Лицо Умитбаева буреет, точно покрывается бронзой. Несколько секунд он недоверчиво смотрит Павлу в глаза и потом спрашивает:

— Но неужели же ты и в самом деле ничего не знаешь? Ведь тебе же шестнадцать лет.

— Да, мне шестнадцать лет, и я ничего не знаю, — глухо подтверждает Павлик и все не выпускает его из рук. — Но я хочу знать все это, а ты должен мне объяснить.

— Да тут, собственно, и объяснять нечего — дело очень простое…

Павел видит, что Умитбаев пытается увернуться, и прибегает к последней угрозе.

— Ты не друг мне, Умитбаев, и я тебя больше не знаю, если ты мне не расскажешь всего!

Они сидят на подоконнике в пустынном уголке коридора. Все разбрелись готовить уроки, и вокруг тишина.

— Говори.

— Ты надавал мне так много вопросов… — Умитбаев смущенно водит пальцем по стеклу. Смуглые щеки его буреют, глаза опущены вниз. — Зачем ходит в тот дом Тараканов? Это очень просто. Затем, что он вырос, а ходят туда все взрослые, которые не женаты… Да и женатые ходят… даже учителя! — добавляет он тише, но Павел останавливает его небыстрым, холодным, обдуманным замечанием:

— И это, по-твоему, очень просто?

— Ну да, конечно… — уже спокойно отвечает Умитбаев. Он теперь тих и ровен, исполнен здоровой житейской бездумности, и речь его катится мерно, лениво, обыденно. — Потому люди и женятся, что им нужны женщины. Ведь слыхал же ты хоть немного об этом?

— Дальше.

— А которые не женятся, те ходят к женщинам, которые не замужем. И платят им за то, что ходят… Понимаешь?
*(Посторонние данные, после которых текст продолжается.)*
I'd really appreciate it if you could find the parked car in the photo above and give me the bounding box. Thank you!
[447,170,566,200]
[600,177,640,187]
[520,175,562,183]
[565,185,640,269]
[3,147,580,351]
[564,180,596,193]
— Понимаю. И женщины, значит, продают себя? — острым вздрагивающим голосом спрашивает Павел. — Почему же это?

— Потому что бедные, потому и продают.

— Значит, мужчины платят женщинам, и это называется любовью?

— Если хочешь, — да.

— Хороша же, однако, эта жизнь, Умитбаев.

— Хороша — не хороша, а ее не переделаешь.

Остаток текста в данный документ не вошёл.